After deploying the ConfigMgr agent to new clients, the client will begin downloading updates from Microsoft almost immediately after installation is complete. At bandwidth-constrained sites, this will saturate the WAN circuit and negatively impact production. (We know this because our network monitoring tools show the clients downloading from known CDNs used for Microsoft/Windows Updates)
We only have one Automatic Deployment rule enabled currently which deploys SCEP/FEP to all clients. No other updates are deployed right now. The SCEP deployment package is distributed to all DPs, and downloads of applications and packages seem to come from local DPs as intended with the configuration of our boundaries and boundary groups.

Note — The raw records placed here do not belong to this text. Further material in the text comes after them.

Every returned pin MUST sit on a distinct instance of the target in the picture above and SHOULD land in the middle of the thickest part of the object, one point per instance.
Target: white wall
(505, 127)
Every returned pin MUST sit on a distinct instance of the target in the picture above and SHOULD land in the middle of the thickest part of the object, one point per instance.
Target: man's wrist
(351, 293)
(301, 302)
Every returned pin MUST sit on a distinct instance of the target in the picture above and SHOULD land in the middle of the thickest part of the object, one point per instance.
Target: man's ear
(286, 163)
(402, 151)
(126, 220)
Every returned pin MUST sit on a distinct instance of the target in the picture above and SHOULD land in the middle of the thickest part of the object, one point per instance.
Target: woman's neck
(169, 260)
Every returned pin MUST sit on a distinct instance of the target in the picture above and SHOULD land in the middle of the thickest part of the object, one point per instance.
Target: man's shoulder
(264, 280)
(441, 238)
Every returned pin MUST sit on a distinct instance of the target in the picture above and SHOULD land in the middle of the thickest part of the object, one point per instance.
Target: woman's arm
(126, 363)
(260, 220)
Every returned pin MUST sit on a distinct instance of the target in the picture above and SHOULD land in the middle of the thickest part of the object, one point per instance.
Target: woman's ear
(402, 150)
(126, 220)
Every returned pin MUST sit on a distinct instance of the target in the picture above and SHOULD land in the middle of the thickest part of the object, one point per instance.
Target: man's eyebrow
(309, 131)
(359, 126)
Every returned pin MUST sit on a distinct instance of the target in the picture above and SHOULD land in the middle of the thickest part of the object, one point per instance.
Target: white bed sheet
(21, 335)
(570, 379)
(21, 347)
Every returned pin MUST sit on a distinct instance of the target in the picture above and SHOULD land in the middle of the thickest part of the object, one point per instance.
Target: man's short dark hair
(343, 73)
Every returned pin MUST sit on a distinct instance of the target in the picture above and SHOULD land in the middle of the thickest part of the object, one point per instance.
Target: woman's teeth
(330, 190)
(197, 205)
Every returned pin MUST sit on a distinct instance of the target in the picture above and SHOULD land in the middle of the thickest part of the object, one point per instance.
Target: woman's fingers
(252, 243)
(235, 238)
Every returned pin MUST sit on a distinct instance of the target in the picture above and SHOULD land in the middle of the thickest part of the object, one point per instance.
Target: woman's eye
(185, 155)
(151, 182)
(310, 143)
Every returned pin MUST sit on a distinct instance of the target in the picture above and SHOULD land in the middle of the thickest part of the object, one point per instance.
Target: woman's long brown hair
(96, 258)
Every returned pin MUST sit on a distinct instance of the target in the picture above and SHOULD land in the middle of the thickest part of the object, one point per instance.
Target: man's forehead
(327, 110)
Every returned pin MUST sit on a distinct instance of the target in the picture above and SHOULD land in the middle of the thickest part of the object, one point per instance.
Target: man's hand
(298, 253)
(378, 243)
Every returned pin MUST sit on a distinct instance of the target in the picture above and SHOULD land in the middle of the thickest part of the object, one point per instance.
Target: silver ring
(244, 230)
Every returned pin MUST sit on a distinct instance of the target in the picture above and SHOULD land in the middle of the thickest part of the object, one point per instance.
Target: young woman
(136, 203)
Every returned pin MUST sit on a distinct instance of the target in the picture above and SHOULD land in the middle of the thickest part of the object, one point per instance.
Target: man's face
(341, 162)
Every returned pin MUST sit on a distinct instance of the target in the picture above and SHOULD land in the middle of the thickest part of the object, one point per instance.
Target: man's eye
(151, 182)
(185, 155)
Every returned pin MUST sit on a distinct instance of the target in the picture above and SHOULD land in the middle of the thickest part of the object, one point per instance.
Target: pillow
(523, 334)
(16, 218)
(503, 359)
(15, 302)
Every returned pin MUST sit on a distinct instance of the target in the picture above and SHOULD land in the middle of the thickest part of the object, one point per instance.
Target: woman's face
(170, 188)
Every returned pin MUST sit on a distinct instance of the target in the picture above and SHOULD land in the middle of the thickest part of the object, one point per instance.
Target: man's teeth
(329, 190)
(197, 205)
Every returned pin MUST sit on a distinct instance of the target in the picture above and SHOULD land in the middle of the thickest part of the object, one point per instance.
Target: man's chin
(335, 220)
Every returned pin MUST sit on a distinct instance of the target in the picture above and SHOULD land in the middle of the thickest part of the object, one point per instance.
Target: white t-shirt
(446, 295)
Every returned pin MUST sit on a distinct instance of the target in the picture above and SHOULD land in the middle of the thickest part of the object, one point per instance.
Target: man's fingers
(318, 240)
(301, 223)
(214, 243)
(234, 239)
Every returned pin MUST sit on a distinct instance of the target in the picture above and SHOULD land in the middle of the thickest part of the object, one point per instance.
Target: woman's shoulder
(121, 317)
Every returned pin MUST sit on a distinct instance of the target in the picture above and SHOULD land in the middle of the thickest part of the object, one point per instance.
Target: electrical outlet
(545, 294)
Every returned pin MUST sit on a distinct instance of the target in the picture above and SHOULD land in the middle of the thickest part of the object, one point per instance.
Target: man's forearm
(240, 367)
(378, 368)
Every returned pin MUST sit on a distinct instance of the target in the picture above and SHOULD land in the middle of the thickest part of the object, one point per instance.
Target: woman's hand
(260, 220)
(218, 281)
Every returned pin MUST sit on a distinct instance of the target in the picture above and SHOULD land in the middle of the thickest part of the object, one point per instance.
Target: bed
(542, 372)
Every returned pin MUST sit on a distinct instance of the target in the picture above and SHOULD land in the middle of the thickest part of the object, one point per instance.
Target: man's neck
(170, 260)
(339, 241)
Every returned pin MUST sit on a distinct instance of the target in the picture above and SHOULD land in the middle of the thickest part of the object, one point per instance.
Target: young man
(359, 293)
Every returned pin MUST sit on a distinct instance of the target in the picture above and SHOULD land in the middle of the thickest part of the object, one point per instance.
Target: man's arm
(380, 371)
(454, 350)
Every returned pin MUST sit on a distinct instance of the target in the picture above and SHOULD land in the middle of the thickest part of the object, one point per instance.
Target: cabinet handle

The environment is as follows:
Single primary site with the Site Server holding the Software Update Point role and running the corresponding WSUS server.
Distribution points at every branch office, with local offices subnets added as boundaries, boundaries to boundary groups, and boundary groups restricted to the local DP.
Configuration Manager 2012 R2 with CU2, with all site systems running Windows Server 2012 R2 or Windows Server 2008 R2.
There is a GPO disabling Windows Updates so updates will only come from ConfigMgr Software Updates
All clients on Windows 7 Professional x64 with SP1
I need to figure out what (presumably SCEP definitions) is being downloaded by new clients, why, and how to stop it so we may complete the deployment of new clients without any new issues. Any ideas?